「ん? メールだな。夏子か? 」


僕はメールの画面を開いた。


そこには。


「先輩! 大変!! もうびっくり!! 右側の織物している場所に来れますか? 」


何がびっくりなのかはわからないが、夏子は何か見つけたようだ。


「あらあら、何があったのかしらね? 楽しみだわ。行きましょう。」


ふふふ。と笑いながら咲夜は歩き始めた。
何か情報が掴めたのか?
それとも、夏子の事だ・・・・・・。

いや、考えるのはやめよう。


僕達は、入り口を出て左に曲がり織物工場を目指した。


工場は思ったより広かった。
何人もの女性が色々な仕事を分担しているようだ。


「先輩! こっちこっち!! 」


奥から夏子の声が聞こえた。
誰かと話をしているみたいだ。


「行ってみよう。」


そこには一人の女性、初老は遥かに超えているだろう。

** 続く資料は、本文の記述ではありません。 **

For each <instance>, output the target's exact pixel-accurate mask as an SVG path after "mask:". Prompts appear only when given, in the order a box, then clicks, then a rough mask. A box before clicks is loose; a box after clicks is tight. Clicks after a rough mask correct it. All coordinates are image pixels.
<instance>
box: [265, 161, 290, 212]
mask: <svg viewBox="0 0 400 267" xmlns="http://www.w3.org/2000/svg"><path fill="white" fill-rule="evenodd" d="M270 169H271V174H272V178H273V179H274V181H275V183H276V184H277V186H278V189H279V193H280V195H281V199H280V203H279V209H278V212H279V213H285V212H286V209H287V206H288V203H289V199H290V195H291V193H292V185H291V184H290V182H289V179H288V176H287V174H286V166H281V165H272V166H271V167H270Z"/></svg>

と、夏子だけがいた。


「夏子? 浩介は? 一緒じゃないのか? 」


「あいつは、途中で置いてきました! それより、このお婆ちゃんすごいんです! 」


夏子の横に、笑みを絶やさず座ったままでいる。


「初めまして。すみません、お仕事中に突然。夏子、いや、この子が迷惑をかけませんでしたか?。」


「いやぁ、大丈夫だよ。可愛い子だねぇ。こんなに若いのに、年寄りの話をちゃぁんと聞いてくれたよ。」


年齢は定かではないが、しっかりした口調だ。耳も遠いわけではなさそうだ。